Dalam garis perkembangan ini berdiri pembedaan antara "mendistribusikan keadilan distributif" dan "kompensasi keadilan kontraktual"  yang kembali ke etika Aristotle (NE: 1129a 31-34, 1130b 30- 33). Diakui, penghormatan terhadap "kesetaraan sipil" merupakan prasyarat untuk tindakan yang adil, tetapi dari perspektif hari ini, bermasalah  sebagian besar penduduk polis bukanlah warga negara dan oleh karena itu tidak bebas.

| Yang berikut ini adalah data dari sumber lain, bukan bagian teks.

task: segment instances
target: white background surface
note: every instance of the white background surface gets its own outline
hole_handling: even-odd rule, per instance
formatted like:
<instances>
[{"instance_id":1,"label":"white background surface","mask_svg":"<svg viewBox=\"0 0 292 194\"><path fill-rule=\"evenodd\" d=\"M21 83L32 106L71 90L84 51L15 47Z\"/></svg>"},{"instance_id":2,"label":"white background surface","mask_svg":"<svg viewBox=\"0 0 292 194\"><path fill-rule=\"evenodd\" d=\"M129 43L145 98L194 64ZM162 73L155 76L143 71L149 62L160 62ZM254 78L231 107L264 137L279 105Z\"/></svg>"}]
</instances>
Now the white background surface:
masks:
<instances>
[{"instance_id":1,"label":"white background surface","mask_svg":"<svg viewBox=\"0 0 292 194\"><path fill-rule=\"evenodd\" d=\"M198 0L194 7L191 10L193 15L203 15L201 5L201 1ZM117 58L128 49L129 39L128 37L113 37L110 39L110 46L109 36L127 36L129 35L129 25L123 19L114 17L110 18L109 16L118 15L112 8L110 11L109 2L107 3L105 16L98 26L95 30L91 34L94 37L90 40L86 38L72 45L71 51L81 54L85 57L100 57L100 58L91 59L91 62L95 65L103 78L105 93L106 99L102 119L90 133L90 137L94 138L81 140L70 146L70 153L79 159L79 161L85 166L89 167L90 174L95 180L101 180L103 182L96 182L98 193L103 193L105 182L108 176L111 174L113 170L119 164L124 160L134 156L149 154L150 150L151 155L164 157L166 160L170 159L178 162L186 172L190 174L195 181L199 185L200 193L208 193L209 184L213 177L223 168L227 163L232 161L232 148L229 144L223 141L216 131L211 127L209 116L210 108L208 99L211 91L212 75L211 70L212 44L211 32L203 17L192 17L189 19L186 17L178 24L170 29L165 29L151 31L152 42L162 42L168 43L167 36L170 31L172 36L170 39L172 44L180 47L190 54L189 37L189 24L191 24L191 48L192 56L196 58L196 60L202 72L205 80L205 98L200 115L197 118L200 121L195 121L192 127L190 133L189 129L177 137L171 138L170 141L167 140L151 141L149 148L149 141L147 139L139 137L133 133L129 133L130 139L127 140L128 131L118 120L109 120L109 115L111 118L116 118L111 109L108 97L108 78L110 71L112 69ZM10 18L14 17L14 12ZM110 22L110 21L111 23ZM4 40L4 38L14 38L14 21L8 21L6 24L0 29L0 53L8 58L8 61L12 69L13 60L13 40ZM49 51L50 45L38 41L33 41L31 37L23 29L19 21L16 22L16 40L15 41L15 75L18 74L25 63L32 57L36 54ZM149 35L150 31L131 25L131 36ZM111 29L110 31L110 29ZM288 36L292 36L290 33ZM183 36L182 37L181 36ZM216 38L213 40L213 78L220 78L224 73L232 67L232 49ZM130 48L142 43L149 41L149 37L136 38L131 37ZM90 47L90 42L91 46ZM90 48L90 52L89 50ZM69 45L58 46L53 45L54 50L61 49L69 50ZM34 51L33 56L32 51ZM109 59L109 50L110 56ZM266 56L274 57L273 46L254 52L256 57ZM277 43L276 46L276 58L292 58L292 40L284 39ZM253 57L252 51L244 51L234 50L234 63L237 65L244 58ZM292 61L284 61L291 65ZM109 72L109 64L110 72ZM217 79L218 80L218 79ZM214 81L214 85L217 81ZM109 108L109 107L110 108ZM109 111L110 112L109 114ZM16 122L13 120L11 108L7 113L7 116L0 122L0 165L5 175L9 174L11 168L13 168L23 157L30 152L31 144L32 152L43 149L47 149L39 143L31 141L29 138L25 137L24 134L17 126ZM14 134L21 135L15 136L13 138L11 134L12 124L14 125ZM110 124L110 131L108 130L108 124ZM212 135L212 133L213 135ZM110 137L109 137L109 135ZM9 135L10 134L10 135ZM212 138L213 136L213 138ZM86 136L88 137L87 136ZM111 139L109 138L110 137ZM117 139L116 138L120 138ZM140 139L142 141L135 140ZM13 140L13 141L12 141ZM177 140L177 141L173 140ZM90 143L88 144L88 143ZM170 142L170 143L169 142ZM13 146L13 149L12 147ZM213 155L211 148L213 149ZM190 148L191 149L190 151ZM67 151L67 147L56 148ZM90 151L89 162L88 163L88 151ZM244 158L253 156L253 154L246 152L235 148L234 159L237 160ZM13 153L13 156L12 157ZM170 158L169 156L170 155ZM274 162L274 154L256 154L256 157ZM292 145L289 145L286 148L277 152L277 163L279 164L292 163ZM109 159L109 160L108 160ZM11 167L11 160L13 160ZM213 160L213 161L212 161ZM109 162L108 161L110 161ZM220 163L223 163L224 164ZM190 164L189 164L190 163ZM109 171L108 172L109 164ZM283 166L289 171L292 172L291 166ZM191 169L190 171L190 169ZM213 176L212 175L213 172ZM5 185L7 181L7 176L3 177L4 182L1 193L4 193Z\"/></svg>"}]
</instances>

Gagasan Aristotelian tentang saling ketergantungan warga negara dan masyarakat adalah signifikan dan bermanfaat --  mengikuti pendekatan 'kemampuan' Nussbaum dan Sens. Baginya, kebajikan karena itu secara eksplisit diartikulasikan melalui kesesuaian dan pertimbangan situasi dan disposisi individu Etika Aristotle, teks 1131a 23-29, 1131b 11f., 1131b 18, 1133a 6-18). Faktor yang menentukan adalah  individu mengambil posisi di dalam dan untuk masyarakat sesuai dengan 'kecakapannya' (kemampuan, kesanggupan, bakat)   Platon, teks (353d) dan ini dia atau dia  memberikan pengakuan.
Pernyataan terakhir sekali lagi menunjukkan  bahkan praktik pedagogis institusional (pengakuan) tidak dapat dilakukan tanpa solidaritas, terutama karena baik aturan distribusi maupun berbagai bentuk pengakuan harus diakui.